Follow the wall, with path alongside, down across a wide col, and quite steeply up Meaul. The wall ends 70 metres northeast of Meaul trig point.

A faint quad-bike path (and a small people-path) runs south along most of the following ridgeline to Meikle Millyea. Leave Meaul roughly southwest, through a long col with a couple of pools, and then go up south, just left of the true crest, onto the spur above Goat Craigs. The well-defined stony ridgeline runs southwest, then south with drops to the left, to the large and ancient cairn on Carlin’s Cairn.

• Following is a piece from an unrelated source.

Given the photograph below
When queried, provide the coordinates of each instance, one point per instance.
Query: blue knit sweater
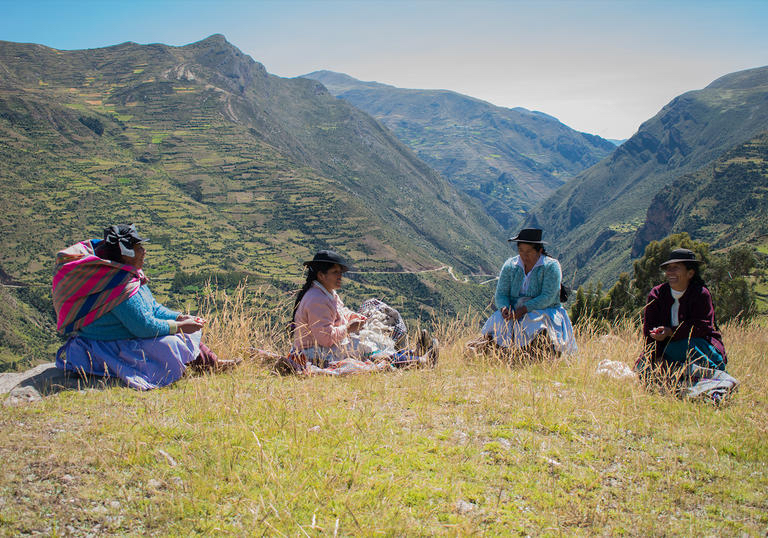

In the years before Bannockburn Robert the Bruce conducted guerrilla warfare through these hills. Legend tells of a night attack at Clatteringshaws, down to the east, where the local farm-wife donated her cattle, with saucepans attached, as an imitation army in the dark. Once he’d become king, the grateful Robert gave her this land, and the cairn commemorates this.

Carlin Cairn’s southern spur, a col, and a rise – all south – lead to the trig point on the plateau of Corserine.The variant route arrives here from the east.


Milldown seen from Corserine, with Loch Dungeon and very distant Criffel

The descent line slants slightly left (south-southeast), and unless Millfire is visible ahead you need a compass (or GPS) line here. At 700m level the ridgeline reforms, running south and then southeast, with plantations just below on the right. Keep close to drops on the left for the small path to the cairn on Millfire. The ridge runs level for 800 metres, then rises; above the col a wall crosses, and now walkers have a guiding wall along the ridgeline. The summit cairn of Milldown is out to the left of the wall, above the steep drop to Loch Dungeon.


On Millfire, looking back to Corserine

Wall and path run down through rugged ground to the small Lochans of Auchniebut for the final rise to Meikle Millyea. Arrive at a trig point and large ancient cairn. Harvey mapping has the true summit (749m) at the cairn 400 metres southwest, and it’s a pleasant plateau wander out and back to visit it (also gaining southward views to Loch Dee).